Equipped with the core genome sequence, the team collected still more sequence data from ten male flycatchers of each species, and aligned these additional sequences to the genome sequence, identifying millions of sites that vary within the two species, and millions of sites where they share variants. They scanned through all these sites to identify points in the genome where differences between the two small samples of flycatchers were completely fixed — that is, sites where all the collared flycatcher sequences carried one variant, and all the pied flycatcher sequences carried a different variant. The frequency of these fixed differences varied considerably across the genome, but there are dozens of spots where they’re especially concentrated, forming peaks of differentiation.

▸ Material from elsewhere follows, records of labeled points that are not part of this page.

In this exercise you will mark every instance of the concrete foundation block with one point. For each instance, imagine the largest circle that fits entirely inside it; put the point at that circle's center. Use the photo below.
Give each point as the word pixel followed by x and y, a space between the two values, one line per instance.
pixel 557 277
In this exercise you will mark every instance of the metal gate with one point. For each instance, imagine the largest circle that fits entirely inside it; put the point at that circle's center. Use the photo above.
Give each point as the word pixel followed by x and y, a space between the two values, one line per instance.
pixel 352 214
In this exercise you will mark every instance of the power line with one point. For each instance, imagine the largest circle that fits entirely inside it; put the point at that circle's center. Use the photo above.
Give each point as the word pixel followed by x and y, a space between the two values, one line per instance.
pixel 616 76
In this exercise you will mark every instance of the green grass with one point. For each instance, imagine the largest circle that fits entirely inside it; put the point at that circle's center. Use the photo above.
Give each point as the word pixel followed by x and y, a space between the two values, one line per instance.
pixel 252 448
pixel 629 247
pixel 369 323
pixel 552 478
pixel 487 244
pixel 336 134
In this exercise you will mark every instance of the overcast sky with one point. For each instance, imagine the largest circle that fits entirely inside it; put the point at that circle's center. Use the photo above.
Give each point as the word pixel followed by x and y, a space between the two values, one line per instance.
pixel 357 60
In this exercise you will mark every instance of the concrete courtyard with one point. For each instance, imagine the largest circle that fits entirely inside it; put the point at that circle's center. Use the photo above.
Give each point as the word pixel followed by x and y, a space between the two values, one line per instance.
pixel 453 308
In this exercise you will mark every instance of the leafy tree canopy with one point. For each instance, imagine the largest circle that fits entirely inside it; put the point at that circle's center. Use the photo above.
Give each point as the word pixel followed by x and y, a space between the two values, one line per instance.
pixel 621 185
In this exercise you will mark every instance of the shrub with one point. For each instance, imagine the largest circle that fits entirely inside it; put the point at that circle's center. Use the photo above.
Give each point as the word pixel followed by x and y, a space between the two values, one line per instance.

Within those peaks of differentiation, one or the other flycatcher species also showed reductions in diversity, an indication that those sites may have recently been experiencing natural selection. Using the genomewide data, the team estimated a rate of gene flow between the two species, which turned out to be low but non-zero — consistent with regular hybridization, and the fact that hybrid birds are apparently somewhat less fit than pure-bred birds of either species. That gene flow acts to homogenize the two species’ genomes; but selection is apparently acting to differentiate them at specific regions.
What’s special about most of those regions isn’t very clear; the authors report that, out of more than 500 protein-coding genes identified within the differentiation peaks, no particular functional group dominates the list. But when they examined the expression of genes across the whole genome and compared expression levels in the two species, genes in divergence peaks were more likely to show differences in expression, as well as their sequences. This suggests that in differentiating the two species, natural selection has acted not just on protein-coding regions, but on the non-coding regions that regulate when and how proteins are made.
The authors also found that sites on the Z chromosomes, which determine birds’ sex — males carry two copies of this chromosome, and females carry one copy plus a W chromosome — had uniformly higher degrees of differentiation between the two species, to the point that the whole chromosome was, on average, a divergence peak. That’s consistent with previous work — and a lot of speculation before that — that sex chromosomes may play a key role in the formation of new species, differentiating more rapidly and completely than the rest of the genome.
This paper is still a lot of raw description, lining up genome sequences and listing the differences. But by examining how the regions that differ stand out from the rest of the genome, Ellegren et al. are able to show with high confidence that natural selection is responsible for those differences, and begin to identify where and how that selection is acting.
Reference
Ellegren, H., L. Smeds, R. Burri, P. I. Olason, N. Backström, T. Kawakami, A. Künstner, H. Mäkinen, K. Nadachowska-Brzyska, A. Qvarnström, S. Uebbing and J. B. W. Wolf. 2012. The genomic landscape of species divergence in Ficedula flycatchers. Nature, DOI: 10.1038/nature11584.

About Jeremy Yoder

Jeremy B. Yoder is an Associate Professor of Biology at California State University Northridge, studying the evolution and coevolution of interacting species, especially mutualists. He is a collaborator with the Joshua Tree Genome Project and the Queer in STEM study of LGBTQ experiences in scientific careers. He has written for the website of Scientific American, the LA Review of Books, the Chronicle of Higher Education, The Awl, and Slate.